Of course, for every laugh, there should be a tear, as Walt Disney is wont to say. Audiences delighted in the fun of INTO THE WOODS, but they also invested themselves in its pathos. I don’t know how to best explain it, but there is an unmistakable gasping sound one can hear in a theatre when you know folks are collectively crying. Whatever speaks to us within INTO THE WOODS always elicits happy tears, and it spoke volumes last night.
Personally, for me, the story of the Baker and His Wife struck a chord. Perhaps it is due in large part to the natural chemistry of its two leads, Sebastian Arcelus and Stephanie J. Block. Married in real life, they have perfected the delivery of lines I’ve seen and practically memorized from the PBS filmed performance of original Broadway stars Joanna Gleason and Chip Zien. And yet, they made it feel fresh and alive, as if I were hearing it for the first time. It’s like rediscovering a song that you knew in your youth, but heard once more as an adult with a better understanding of what the lyrics now mean. To hear Block sing my favorite Sondheim lyrics of all time sent chills down my spine. At last, I could fully understand the loss of the Baker, as well as the strength he found within it. And it was a freeing moment, not just for the characters on the stage, but for myself as well.
Indeed, the vocal adrenaline from the entire cast has made this revival of INTO THE WOODS one that should not be missed. Montego Glover’s Witch adds a level of desperation to “Stay With Me” that allows the diva-ness of the song to shine without sacrificing the despair that her character is going through. Cole Thompson’s “Giants in the Sky” playfully addresses his Hero’s Journey and the more layered subtext of its folly. Ellie Fishman’s Cinderella turns “On the Steps of the Place” into a more cerebral contemplation better reflecting her inner turmoil against her outwardly pratfalls. And when “Your Fault” comes along as Arcelus, Geraghty, Thompson, and Fishman all battle for dominance, we can distinguish each voice amidst the frenzy before Glover silences them all to deliver a “Last Midnight” that shows why she’s on Broadway to begin with.
Every step of the INTO THE WOODS journey is one worth taking for the audience because it’s a step forward to a better understanding of why we love these stories, as well as how we relate to them.

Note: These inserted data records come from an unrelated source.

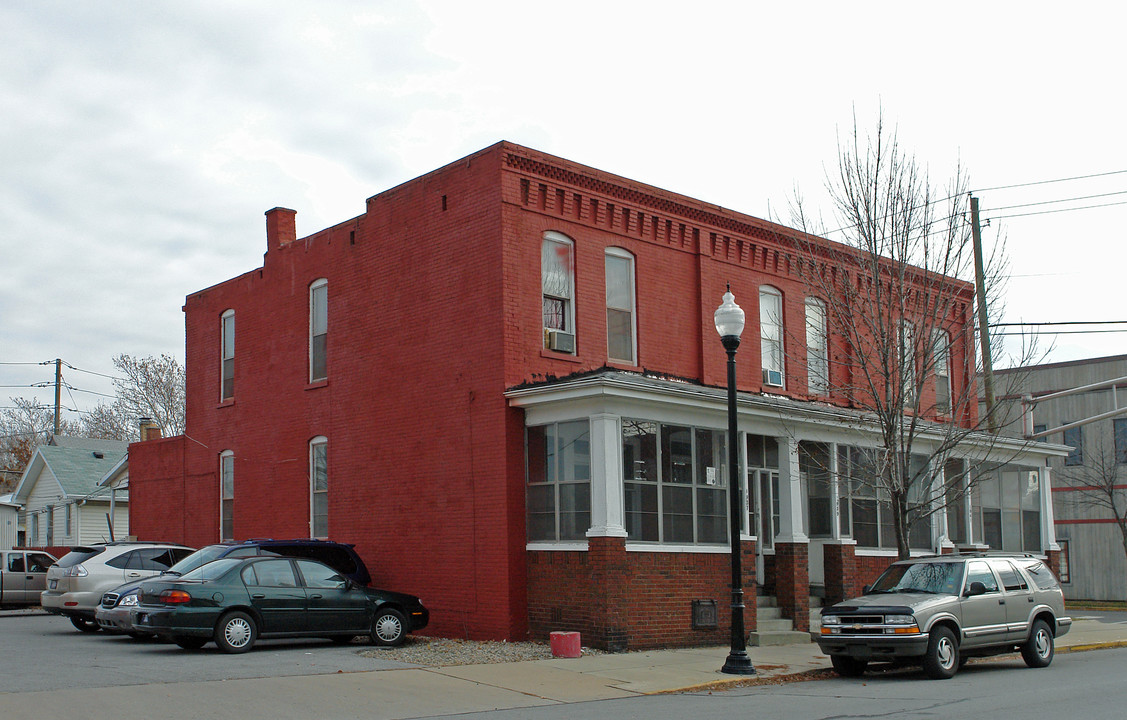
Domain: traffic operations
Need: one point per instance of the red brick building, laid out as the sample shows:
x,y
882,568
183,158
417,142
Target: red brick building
x,y
503,383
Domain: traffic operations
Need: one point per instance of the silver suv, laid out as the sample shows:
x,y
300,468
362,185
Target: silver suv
x,y
941,611
77,581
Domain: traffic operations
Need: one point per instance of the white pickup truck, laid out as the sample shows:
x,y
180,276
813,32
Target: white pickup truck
x,y
23,576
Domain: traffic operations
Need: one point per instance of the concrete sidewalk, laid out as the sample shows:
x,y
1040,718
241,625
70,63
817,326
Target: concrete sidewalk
x,y
422,692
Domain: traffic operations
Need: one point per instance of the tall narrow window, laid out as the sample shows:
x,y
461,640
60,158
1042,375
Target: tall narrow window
x,y
318,330
227,355
771,335
620,302
319,487
941,347
557,281
817,347
227,495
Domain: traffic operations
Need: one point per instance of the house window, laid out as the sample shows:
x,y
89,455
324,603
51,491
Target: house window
x,y
941,347
557,281
318,330
319,487
558,470
1119,426
227,495
771,335
227,355
1074,438
675,480
817,347
620,303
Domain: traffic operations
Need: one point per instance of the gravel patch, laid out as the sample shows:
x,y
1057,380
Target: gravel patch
x,y
445,652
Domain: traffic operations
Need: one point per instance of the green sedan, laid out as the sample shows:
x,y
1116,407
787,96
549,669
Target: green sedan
x,y
236,601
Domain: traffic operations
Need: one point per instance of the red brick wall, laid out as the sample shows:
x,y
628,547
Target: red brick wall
x,y
631,601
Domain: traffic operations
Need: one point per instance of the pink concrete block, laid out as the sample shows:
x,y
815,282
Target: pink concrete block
x,y
566,645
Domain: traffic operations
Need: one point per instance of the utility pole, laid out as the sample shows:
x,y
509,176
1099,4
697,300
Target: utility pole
x,y
59,385
983,318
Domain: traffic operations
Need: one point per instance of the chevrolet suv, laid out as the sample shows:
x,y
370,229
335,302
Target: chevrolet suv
x,y
941,611
77,581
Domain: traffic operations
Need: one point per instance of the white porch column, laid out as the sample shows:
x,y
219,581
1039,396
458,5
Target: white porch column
x,y
608,516
1048,521
790,494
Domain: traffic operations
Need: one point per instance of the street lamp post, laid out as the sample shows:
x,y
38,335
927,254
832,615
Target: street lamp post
x,y
729,323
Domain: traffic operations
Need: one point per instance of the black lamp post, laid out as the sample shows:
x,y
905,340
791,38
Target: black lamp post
x,y
729,323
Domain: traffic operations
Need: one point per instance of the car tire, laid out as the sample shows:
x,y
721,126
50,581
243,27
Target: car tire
x,y
85,624
846,666
236,632
389,628
942,658
1038,650
189,642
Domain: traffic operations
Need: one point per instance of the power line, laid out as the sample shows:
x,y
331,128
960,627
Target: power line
x,y
1079,177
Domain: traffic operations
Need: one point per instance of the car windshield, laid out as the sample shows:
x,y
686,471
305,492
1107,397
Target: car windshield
x,y
921,577
212,570
200,557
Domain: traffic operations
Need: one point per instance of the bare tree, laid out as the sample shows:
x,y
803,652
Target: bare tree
x,y
1098,483
897,301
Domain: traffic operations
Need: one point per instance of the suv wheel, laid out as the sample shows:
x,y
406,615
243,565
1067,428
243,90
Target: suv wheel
x,y
1037,651
942,657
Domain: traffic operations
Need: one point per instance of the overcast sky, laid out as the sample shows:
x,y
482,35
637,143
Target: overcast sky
x,y
142,141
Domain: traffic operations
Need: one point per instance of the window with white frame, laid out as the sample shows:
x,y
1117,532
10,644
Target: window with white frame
x,y
558,467
319,487
557,282
771,335
227,355
817,347
941,348
621,334
318,330
675,483
227,495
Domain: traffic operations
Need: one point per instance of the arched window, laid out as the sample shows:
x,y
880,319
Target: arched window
x,y
318,330
557,282
771,335
817,347
227,355
319,487
621,326
225,495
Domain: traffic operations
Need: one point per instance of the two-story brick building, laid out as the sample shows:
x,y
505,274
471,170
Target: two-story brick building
x,y
503,382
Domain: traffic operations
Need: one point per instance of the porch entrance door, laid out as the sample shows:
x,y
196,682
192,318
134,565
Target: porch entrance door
x,y
765,516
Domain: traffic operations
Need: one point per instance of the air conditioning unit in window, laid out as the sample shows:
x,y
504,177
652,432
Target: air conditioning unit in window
x,y
559,340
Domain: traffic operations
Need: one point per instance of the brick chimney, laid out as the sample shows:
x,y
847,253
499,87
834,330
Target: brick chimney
x,y
149,429
281,228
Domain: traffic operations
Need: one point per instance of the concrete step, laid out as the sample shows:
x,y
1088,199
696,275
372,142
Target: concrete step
x,y
778,637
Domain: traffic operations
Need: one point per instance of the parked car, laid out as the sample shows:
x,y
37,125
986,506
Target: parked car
x,y
237,601
113,613
941,611
77,581
23,576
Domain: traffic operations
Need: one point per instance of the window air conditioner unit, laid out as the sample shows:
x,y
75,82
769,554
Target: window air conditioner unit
x,y
560,341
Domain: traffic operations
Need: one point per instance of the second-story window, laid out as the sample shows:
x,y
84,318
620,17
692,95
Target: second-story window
x,y
817,347
227,355
318,330
771,335
620,303
557,282
227,495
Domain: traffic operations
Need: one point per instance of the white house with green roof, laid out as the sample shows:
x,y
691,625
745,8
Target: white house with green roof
x,y
62,500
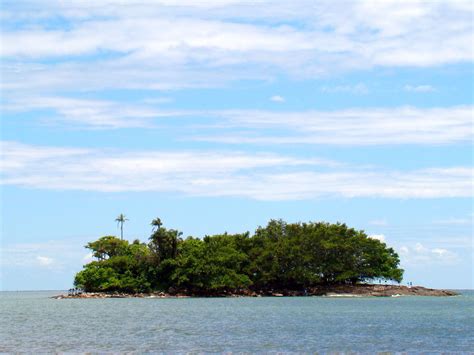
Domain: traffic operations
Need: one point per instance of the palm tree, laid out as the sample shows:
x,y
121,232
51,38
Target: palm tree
x,y
121,220
156,223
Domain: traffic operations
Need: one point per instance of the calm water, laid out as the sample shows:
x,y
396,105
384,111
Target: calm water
x,y
30,321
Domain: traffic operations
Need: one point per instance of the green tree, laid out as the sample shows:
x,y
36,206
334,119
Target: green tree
x,y
120,221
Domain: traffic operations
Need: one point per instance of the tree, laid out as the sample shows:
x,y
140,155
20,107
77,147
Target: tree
x,y
120,221
292,256
156,223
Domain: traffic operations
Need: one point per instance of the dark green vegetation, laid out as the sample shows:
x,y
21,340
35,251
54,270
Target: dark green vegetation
x,y
279,256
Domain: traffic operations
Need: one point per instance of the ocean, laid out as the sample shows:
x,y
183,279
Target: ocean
x,y
33,322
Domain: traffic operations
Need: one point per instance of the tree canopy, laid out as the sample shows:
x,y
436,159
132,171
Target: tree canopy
x,y
278,256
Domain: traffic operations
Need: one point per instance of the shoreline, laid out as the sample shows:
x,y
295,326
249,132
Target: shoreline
x,y
336,291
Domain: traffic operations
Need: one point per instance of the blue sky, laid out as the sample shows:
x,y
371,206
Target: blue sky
x,y
220,115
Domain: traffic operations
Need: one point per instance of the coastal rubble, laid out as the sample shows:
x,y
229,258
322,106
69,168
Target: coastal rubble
x,y
328,291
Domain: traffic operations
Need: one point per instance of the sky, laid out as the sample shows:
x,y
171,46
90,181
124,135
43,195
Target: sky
x,y
221,115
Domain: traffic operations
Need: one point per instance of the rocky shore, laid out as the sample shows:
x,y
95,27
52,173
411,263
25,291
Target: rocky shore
x,y
327,291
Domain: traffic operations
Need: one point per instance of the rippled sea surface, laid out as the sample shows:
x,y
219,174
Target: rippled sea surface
x,y
33,322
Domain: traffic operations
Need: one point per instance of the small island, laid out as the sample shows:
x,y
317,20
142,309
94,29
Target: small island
x,y
280,259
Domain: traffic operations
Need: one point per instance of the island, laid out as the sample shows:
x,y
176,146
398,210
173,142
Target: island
x,y
280,259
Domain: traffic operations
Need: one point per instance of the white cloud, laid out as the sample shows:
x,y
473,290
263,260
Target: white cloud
x,y
379,237
44,261
379,222
419,88
160,45
277,98
418,254
370,126
57,255
253,175
96,114
456,221
358,89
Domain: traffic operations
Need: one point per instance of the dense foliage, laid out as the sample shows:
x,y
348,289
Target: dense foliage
x,y
278,256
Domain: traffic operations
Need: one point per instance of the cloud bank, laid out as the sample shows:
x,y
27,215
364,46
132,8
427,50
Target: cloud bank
x,y
260,176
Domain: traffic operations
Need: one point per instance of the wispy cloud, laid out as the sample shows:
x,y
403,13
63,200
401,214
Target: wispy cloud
x,y
92,114
257,176
379,222
418,254
277,98
419,88
139,46
371,126
358,89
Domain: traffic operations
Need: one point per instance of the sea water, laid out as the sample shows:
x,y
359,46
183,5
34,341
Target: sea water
x,y
33,322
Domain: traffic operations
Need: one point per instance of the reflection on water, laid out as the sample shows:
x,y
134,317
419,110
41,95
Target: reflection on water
x,y
31,321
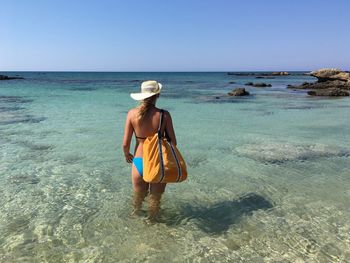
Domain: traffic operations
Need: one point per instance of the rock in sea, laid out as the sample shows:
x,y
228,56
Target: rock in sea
x,y
328,92
258,85
4,77
238,92
330,82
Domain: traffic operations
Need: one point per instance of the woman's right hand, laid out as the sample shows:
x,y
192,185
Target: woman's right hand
x,y
129,157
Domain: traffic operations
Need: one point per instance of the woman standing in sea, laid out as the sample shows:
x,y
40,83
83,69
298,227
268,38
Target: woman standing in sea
x,y
143,121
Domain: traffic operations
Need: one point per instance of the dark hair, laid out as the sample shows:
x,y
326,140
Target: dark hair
x,y
146,105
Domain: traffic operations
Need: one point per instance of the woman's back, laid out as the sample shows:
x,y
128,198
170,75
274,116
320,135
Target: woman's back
x,y
146,126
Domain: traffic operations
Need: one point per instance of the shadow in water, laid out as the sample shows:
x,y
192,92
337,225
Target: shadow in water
x,y
217,218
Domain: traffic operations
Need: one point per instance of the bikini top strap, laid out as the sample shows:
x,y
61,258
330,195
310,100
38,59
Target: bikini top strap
x,y
160,133
161,120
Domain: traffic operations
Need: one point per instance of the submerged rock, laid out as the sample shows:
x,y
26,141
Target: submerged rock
x,y
275,152
258,85
329,92
330,82
4,77
238,92
280,73
331,74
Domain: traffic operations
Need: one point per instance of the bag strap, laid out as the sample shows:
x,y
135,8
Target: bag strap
x,y
160,127
161,120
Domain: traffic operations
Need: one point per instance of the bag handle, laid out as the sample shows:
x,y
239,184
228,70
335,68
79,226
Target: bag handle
x,y
160,127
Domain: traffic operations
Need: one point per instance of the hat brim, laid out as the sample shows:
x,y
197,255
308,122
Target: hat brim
x,y
145,95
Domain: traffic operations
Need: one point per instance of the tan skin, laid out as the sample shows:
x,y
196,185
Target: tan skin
x,y
147,127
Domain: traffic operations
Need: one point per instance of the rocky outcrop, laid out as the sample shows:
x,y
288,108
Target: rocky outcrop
x,y
258,85
329,92
238,92
4,77
280,73
332,74
330,82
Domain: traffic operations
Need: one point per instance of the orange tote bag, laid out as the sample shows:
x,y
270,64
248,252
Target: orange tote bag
x,y
162,161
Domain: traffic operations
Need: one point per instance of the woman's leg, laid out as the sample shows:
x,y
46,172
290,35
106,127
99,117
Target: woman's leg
x,y
140,189
156,191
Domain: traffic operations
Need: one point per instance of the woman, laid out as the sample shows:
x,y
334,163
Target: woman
x,y
143,121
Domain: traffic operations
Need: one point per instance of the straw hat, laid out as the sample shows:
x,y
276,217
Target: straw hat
x,y
148,89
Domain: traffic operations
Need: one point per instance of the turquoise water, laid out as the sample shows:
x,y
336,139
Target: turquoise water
x,y
269,174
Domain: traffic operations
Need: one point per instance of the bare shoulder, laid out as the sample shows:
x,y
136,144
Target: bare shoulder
x,y
132,112
167,115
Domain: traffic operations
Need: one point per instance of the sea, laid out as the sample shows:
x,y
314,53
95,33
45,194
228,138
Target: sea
x,y
268,174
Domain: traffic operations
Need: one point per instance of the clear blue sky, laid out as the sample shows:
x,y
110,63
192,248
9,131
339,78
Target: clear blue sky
x,y
178,35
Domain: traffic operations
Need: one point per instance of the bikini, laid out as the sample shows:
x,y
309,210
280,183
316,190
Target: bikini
x,y
137,161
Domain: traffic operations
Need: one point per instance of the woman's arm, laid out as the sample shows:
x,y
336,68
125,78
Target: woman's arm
x,y
128,131
169,127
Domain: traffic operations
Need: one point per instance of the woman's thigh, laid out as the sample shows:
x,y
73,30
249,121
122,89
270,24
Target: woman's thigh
x,y
138,183
157,188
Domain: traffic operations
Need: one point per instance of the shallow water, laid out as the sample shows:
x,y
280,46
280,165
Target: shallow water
x,y
269,174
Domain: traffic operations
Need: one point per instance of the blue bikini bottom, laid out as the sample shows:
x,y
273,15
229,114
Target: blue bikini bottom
x,y
137,161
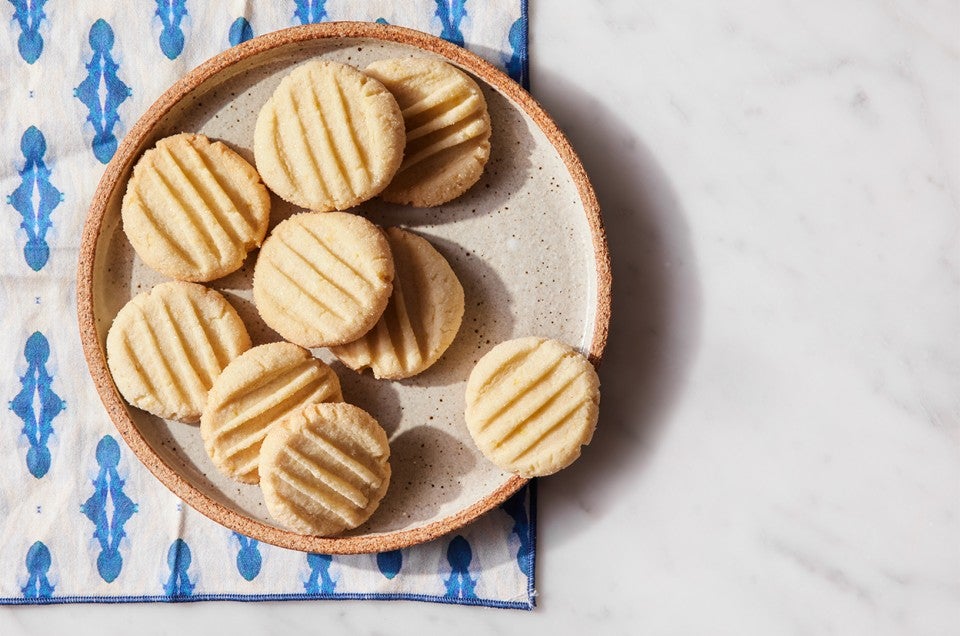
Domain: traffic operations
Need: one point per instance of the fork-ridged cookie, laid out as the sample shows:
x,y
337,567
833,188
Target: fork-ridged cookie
x,y
531,404
167,346
329,137
194,208
324,469
421,319
447,129
257,389
323,278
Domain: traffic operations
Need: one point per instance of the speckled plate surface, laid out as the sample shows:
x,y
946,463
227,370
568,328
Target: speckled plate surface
x,y
526,242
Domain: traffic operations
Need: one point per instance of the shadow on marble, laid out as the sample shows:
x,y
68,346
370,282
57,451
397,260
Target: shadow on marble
x,y
654,332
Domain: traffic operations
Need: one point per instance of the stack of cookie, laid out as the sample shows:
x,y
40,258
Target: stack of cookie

Sondheim and Lapine’s musical has endured for so long because, even within the framework of such a complex lie as “once upon a time,” we find the truth within it that allows us to still believe in it. This current US tour carries with it the calibre of Broadway talent now accessible, like INTO THE WOODS, to audiences beyond a land far, far away. If these woods happen to be in your… neck of the woods, I cannot recommend this show enough. Fortunately, for those of us in Central Florida, we still have a week to believe in the woods.
INTO THE WOODS plays at Dr. Phillips Center June 6 through 11. Tickets can be acquired online or at the box office, pending availability.